On February 6th, 2012, from the fingertips of Jonathan Riddell came the following announcement:

Today I bring the disappointing news that Canonical will no longer be funding my work on Kubuntu after 12.04. Canonical wants to treat Kubuntu in the same way as the other community flavors such as Edubuntu, Lubuntu, and Xubuntu, and support the projects with infrastructure. This is a big challenge to Kubuntu of course and KDE as well.

The practical changes are I won’t be able to work on KDE bits in my work time after 12.04 and there won’t be paid support for versions after 12.04. This is a rational business decision, Kubuntu has not been a business success after 7 years of trying, and it is unrealistic to expect it to continue to have financial resources put into it.

I have been trying for the last 7 years to create a distro to show the excellent KDE technology in its best light, and we have a lovely community now built around that vision, but it has not taken over the world commercially and shows no immediate signs of doing so despite awesome successes like the world’s largest Linux deployment.

Although I don’t regularly use the latest KDE desktop and as much business sense as this makes, I still read this with a heavy heart. This marks the loss of the last major distribution to ship with a KDE desktop. Yes, you can still get Kubuntu; you can find releases of other distributions with KDE; you can even install KDE alongside of your current desktop. But try to find a major Linux distribution that ships with KDE as the default desktop. You’re going to be hard pressed to do so.

But that doesn’t mean KDE is dead — nor will it ever die. Why? Because KDE very well represents the open source spirit and is the last remaining Linux desktop that resembles that standard desktop metaphor. For this very reason, KDE cannot die. This is also, I believe, one of the unspoken, underlying reasons Canonical dropped KDE.

It’s not Unity.

This is probably an ugly truth few want to mention. And although I highly respect what Canonical and Ubuntu has done for the Linux world — I have to think that any competition on the Linux desktop would be seen as bad business for Canonical. Why? They have a product they have bet the bank on. That product is Ubuntu Unity. And although it’s not a bad product, it’s a very different product than what the computing world is used to.

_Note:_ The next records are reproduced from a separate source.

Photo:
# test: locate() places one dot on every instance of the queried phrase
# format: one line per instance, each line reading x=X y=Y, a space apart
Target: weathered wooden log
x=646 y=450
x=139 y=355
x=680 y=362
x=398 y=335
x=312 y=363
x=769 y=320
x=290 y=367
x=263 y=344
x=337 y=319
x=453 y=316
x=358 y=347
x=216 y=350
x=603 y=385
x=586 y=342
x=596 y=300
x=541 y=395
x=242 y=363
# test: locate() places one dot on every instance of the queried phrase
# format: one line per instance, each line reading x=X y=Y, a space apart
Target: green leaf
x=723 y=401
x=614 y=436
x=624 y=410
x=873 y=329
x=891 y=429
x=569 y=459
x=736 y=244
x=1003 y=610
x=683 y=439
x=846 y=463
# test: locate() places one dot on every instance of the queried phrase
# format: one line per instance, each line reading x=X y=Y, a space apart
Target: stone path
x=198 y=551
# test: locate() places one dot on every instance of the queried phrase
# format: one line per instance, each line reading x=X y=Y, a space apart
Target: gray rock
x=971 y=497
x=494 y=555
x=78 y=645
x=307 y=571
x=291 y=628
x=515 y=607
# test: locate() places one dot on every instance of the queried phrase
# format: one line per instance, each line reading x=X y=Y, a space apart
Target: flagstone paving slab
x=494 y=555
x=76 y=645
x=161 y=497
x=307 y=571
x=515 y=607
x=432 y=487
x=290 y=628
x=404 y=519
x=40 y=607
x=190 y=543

Now, I have watched that same community accept change over time. And even though they do so begrudgingly, if you offer them a product that works, and works efficiently, they will (over time) accept your product. They did it with Windows 7 and they’ll do it with Windows 8. Eventually, that same community will accept both GNOME 3 and Unity. But for the time being, Canonical cannot risk the majority of its users jumping ship and migrating from the official Ubuntu with Unity, to the other official Ubuntu with KDE. So the obvious choice was to drop Kubuntu as an official distribution.

The dropping of Kubuntu does a number of things:

  • It means it will get no financial support from Canonical.
  • The distribution will lose what little marketing it received from Canonical.
  • Kubuntu most likely will flounder and die.

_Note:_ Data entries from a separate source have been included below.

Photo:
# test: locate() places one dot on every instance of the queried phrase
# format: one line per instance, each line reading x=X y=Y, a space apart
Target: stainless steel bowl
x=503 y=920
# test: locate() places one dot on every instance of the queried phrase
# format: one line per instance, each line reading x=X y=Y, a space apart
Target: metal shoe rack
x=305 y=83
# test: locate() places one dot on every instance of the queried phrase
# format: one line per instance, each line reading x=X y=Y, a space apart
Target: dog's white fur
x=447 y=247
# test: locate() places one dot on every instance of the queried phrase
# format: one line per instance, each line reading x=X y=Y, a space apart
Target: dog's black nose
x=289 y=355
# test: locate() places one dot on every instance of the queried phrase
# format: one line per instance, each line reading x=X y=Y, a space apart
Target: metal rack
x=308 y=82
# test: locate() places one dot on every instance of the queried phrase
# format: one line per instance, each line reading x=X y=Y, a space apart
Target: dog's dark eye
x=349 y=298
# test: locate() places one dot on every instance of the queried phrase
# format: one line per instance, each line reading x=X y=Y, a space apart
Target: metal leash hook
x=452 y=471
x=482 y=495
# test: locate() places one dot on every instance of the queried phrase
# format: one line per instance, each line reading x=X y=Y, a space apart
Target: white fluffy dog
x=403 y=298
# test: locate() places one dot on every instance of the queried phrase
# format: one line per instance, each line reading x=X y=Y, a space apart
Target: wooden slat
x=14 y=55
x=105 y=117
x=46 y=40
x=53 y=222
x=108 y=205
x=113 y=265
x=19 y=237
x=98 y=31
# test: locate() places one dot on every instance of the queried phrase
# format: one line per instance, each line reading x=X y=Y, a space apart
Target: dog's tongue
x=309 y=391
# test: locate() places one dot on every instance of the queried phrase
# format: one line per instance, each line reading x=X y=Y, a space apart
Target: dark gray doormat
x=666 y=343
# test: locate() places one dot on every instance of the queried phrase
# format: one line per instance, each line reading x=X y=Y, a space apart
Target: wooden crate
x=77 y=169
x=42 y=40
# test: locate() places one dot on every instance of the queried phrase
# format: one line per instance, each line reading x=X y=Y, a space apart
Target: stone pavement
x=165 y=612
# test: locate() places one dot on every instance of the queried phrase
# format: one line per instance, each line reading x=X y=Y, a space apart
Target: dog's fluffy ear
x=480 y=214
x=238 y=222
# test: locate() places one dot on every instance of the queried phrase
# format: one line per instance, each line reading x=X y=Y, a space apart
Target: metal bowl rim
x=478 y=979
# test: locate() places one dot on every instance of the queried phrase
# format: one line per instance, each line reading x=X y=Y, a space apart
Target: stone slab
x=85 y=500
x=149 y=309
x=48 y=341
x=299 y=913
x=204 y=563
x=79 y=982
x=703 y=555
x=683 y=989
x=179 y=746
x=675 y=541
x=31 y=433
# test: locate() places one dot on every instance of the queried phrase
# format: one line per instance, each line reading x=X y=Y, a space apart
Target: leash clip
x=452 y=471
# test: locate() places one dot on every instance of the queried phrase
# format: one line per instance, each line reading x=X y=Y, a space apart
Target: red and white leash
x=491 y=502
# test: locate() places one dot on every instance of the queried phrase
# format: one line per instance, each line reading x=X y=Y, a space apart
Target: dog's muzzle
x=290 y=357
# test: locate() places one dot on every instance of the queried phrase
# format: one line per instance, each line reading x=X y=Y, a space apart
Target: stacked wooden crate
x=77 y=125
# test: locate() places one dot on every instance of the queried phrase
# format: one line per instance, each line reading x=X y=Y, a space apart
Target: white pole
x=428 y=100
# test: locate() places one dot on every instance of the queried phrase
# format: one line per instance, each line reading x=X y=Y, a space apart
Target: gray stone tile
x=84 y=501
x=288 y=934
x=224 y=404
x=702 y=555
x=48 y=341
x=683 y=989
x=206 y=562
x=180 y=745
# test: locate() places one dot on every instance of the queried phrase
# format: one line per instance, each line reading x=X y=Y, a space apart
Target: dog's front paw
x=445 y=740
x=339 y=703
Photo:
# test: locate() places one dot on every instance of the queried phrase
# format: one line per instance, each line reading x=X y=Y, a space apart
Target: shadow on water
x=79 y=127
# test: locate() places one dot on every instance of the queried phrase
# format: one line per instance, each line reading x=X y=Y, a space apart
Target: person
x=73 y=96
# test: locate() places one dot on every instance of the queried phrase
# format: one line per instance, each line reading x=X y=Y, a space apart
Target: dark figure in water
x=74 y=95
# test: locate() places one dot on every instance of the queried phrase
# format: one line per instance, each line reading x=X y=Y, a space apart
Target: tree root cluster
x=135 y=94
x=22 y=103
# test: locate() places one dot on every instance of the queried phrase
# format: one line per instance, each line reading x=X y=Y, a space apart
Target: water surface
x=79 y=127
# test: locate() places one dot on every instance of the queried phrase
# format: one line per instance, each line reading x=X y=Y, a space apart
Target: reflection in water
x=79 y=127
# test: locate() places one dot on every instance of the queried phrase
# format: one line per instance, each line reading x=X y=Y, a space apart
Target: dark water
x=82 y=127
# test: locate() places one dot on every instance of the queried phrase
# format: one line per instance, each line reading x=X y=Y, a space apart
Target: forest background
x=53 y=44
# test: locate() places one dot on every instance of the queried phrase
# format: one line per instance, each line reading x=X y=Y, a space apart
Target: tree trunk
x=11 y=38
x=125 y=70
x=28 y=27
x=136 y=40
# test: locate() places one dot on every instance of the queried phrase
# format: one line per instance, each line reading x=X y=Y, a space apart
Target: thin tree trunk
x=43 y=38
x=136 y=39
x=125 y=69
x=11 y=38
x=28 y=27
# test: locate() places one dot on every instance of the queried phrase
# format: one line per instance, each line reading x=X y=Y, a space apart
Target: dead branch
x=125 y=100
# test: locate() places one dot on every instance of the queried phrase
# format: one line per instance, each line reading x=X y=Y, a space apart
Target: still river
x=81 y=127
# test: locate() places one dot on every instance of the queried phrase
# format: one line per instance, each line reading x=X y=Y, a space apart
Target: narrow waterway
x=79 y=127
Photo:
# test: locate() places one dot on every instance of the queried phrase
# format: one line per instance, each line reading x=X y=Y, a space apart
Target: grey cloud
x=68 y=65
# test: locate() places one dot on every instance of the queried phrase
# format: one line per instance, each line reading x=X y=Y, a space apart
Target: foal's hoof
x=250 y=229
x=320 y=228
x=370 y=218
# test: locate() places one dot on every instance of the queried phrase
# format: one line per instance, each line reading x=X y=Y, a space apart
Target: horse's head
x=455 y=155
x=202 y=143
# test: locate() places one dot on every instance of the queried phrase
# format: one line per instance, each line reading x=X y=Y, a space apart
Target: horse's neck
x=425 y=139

Something radical could (and should) come out of this. I would like to see the KDE team create a new distribution of Linux and simple call it KOS — no silly take on the name “Linux”. Just KOS. This would focus every KDE-centric developer on creating a distribution with the sole purpose of supporting an outstanding desktop. This would do so much for KDE and would bring a far stronger distribution to light than would another Kubuntu.

Otherwise, what’s going to happen is that Kubuntu will fall into the same obscure pile as Xubuntu, Edubuntu, and all the other *buntus out there. KDE does not deserve such a fate. KDE is one of the most polished, professional desktops available for the Linux operating system and deserves to be made available through some official channel.

I would hate to see KDE wind up nothing more than an alternative desktop that can be installed from within the Add/Remove Software tool. I’ve used KDE (on and off) since it’s beta release and know how passionate the KDE developers are and how solid the product is. I sincerely hope the loss of Canonical’s support for Kubuntu doesn’t serve as yet another blow to the “K” Desktop Environment. Linux without KDE is simply not the Linux I’ve known and loved since the mid-90s.